The Fairfield University Student Association held the Presidential debate on Tuesday night, Feb. 18 at 6:30 p.m. in the Dogwoods Room of the John A. Barone Campus Center. The six nominees, running on three tickets, discussed sustainability, transparency, diversity and other matters concerning student life.
Juniors Sean Crosby and Angelica Miceli-Kaya delivered their opening statement with an emphasis on advocacy and transparency.
Transparency is perhaps the most distinctive aspect of this ticket, and it was one of their four main goals that they mentioned. The candidates were direct in their criticism of the current administration and the ways in which they would work to ameliorate the means of communication in their potential administration.
“Sean and I have noticed an extreme lack of communication between our current president and vice president. There seems to be an ‘I’ mentality that hindered others from voicing their opinions,” stated Miceli-Kaya.

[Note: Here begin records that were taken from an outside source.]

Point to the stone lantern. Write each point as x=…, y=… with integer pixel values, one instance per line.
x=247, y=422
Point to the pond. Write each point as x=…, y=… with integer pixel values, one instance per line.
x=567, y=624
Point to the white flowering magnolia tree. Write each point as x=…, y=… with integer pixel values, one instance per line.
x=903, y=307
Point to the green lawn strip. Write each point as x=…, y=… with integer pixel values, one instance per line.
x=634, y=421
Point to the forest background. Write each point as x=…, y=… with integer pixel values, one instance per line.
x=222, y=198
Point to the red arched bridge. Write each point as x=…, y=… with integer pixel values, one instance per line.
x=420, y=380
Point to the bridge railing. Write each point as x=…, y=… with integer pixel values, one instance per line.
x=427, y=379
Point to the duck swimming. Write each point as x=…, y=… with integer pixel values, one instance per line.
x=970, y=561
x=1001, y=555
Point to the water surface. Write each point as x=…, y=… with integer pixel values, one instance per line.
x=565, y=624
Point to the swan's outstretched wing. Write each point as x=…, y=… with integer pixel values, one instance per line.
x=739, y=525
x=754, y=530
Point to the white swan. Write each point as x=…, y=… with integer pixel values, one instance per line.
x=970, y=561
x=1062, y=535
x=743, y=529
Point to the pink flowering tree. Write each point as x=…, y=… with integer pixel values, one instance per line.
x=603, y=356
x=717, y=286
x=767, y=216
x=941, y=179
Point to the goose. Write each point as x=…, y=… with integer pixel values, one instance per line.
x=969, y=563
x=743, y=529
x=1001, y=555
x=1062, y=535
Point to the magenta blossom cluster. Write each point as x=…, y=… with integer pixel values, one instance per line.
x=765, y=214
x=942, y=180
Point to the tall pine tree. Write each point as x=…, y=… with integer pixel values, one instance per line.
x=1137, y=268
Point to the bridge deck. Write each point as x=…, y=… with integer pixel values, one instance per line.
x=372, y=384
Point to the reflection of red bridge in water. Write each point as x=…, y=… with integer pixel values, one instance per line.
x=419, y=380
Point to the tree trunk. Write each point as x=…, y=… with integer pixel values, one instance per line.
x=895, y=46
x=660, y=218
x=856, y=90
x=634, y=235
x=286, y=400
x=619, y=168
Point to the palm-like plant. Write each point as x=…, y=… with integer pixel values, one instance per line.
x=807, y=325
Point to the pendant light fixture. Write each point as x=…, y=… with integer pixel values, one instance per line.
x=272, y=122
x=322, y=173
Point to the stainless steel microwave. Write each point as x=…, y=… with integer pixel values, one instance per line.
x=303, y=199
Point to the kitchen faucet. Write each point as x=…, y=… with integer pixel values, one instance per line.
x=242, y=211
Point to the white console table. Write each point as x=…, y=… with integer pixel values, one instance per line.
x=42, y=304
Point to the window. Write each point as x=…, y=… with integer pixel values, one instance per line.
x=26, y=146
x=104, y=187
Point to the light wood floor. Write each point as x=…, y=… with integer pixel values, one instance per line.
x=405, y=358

Throughout the debate there were two responses from this ticket that further emphasized and specified their goal of transparency. The first was in regard to the controversial topic of secret ballots within FUSA. Crosby was adamantly against the practice of secret ballots within the senate, stating that senators, as well as the President and Vice President, are elected to make decisions, and it is important for transparency that the students know what their elected officials are voting for or against.
They also spoke about the use of social media to connect with the student body on a more personal level, as well as the possibility of having set times where students could come and sit with the President and Vice President to get to know them better and express any concerns that they may have.
Sustainability was an aspect that was included in every ticket’s campaign, as it is an issue which many students are concerned and passionate about.
Sophomores Vincent Gadioma and Tobenna Ugwu push sustainability as one of their biggest concerns. One of the questions stated that Fairfield recycles only 9% of their waste and asked candidates for specific ways in which they plan to make the university’s recycling efforts better.
Gadioma presented his idea that there be color-coded bins that designate which materials go where, such a paper, plastic, glass and metal. This would make recycling on-campus more convenient for students, and hopefully make the process of the actual picking up and recycling of the waste from the university more efficient as well.
Additionally, Ugwu and Gadioma emphasized the impact they believed could be made on campus by students who were passionate and had the means and the structure to take real action towards a greener campus.
“Efforts to create a student led task force for sustainability has been pushed aside to the senate,” said Gadioma.
He then went on to state his belief that if he and Ugwu were to be elected into office they could achieve the creation of such a task force.
A unique issue that was brought up, and specifically addressed by Noelle Guerrera ‘21 and Ali Haidar ‘21, was food insecurity on campus. Guerrera explained that this was an issue of students not knowing where their next meal would come from, or when.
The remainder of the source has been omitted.